It’s been a relatively quiet weekend, although we did have some very bad news yesterday afternoon. One of my uncles, my mother’s oldest brother and my godfather, passed away after a protracted illness. We knew this was coming — my parents, along with the rest of my mother’s siblings, went to visit him a few weeks ago — and there’s some comfort in knowing he’s no longer in pain. But it’s still a shock, it always is, and my mother especially is still grieving. He and I weren’t necessarily close, but I always liked him, and it’s sad to think of the world without him. We’re still waiting to hear about the funeral arrangements.

Life does go on, though. Last night, I watched Elmer Gantry. It’s a complicated movie about religion and revivalism and faith, with an Oscar-winning performance by Burt Lancaster. (And one by Shirley Jones, too, I just discovered, although she’s also quite good in it.) I quite enjoyed the movie, although at two and a half hours it did occasionally feel a little long.

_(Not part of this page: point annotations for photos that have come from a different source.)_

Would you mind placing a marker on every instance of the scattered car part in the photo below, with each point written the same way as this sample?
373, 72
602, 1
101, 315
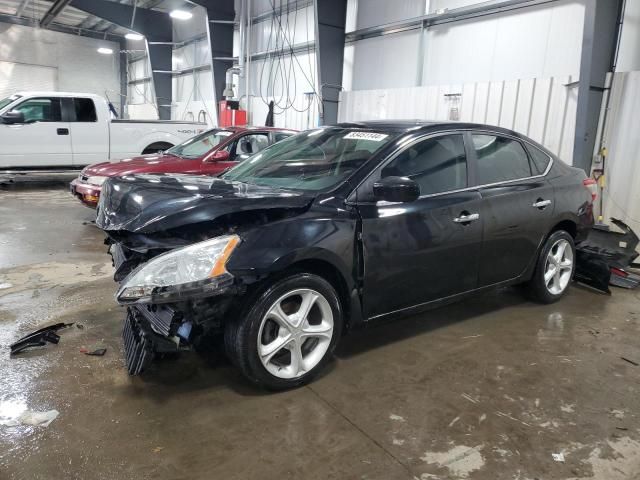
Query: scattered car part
39, 338
605, 255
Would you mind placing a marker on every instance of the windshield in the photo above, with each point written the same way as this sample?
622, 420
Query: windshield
315, 160
200, 144
6, 101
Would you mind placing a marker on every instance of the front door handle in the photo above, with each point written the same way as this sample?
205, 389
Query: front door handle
467, 217
541, 204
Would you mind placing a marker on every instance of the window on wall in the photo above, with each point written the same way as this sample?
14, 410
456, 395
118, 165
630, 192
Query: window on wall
41, 110
85, 110
500, 159
437, 164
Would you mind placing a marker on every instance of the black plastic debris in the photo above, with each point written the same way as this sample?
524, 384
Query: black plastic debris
39, 338
605, 257
97, 353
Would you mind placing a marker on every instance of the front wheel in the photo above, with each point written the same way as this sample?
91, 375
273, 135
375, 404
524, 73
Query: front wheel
554, 268
288, 334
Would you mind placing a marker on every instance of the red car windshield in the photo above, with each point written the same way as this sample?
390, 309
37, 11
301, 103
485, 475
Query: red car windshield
199, 145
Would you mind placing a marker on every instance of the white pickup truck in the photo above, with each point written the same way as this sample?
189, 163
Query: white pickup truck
52, 130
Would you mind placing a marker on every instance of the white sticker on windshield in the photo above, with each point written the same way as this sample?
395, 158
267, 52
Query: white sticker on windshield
374, 137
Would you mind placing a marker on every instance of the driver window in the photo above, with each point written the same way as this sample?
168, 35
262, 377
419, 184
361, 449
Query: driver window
437, 164
40, 110
250, 145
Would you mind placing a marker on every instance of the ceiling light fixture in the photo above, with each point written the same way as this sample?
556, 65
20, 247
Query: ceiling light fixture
180, 14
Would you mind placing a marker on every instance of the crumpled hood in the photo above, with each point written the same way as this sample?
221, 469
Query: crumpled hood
128, 166
153, 203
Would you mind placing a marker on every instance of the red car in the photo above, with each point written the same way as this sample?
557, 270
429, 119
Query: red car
209, 153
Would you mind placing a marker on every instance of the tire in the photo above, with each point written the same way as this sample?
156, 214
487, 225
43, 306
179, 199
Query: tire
555, 286
269, 342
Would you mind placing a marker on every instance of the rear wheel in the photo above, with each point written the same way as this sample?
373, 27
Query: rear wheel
554, 268
288, 334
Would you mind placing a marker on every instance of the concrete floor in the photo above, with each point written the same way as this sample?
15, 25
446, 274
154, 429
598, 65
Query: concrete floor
486, 389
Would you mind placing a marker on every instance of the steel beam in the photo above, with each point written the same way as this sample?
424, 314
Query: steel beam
599, 37
219, 15
157, 28
330, 20
451, 15
53, 12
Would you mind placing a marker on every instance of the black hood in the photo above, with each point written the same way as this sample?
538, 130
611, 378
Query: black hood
153, 203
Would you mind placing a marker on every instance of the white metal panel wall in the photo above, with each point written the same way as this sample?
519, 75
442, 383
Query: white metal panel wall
622, 190
80, 67
542, 108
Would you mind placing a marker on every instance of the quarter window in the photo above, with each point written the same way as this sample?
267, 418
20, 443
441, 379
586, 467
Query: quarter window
437, 164
500, 159
41, 110
539, 160
85, 110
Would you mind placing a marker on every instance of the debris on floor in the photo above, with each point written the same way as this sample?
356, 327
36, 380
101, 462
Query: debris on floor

And then this afternoon I wrote this:

The trouble all started when they blew up the world.

It was just one planet of a dozen slated for demolition that year, uninhabited and, moreover, uninhabitable, at least by every estimate and simulation the Corportion’s budget had allowed them to run. “Not so much as a protozoa on the surface,” the chief engineer was fond of saying, with what he always hoped the colonial press would characterize as a hearty chuckle. “Not a creature is stirring, not even a mouse.”

Which was not to suggest that the discovery of indigenous life somewhere topside would have necesarily halted the project. A mouse was just a mouse. The Corporation had a mandate to catalog and preserve any extraterrestrial life they might happen to find, but in eighty-plus years of stellar expansion they had so far found exactly none. Just one long stretch of stars, and the dead hunks of worlds too fiery or gaseous or bitterly cold for human settlement. Most planets, they’d long since discovred, weren’t good for much of anything unless you broke them down into their constituent parts, brought in the demo team’s world-eater ships and vacuumed up the natural resources. You couldn’t settle on a big ball of methane or frozen nickel ore, but you could fill the ships a hundred times over. And then, when the giant rock was reduced to dust and rubble, and the orbits of everything else in the local system had been carefully adjusted, you could take those ships and power the Corporation’s real purpose for being: the singularity drive.

Each one had a black hole at the center, and each one of them was a picky eater.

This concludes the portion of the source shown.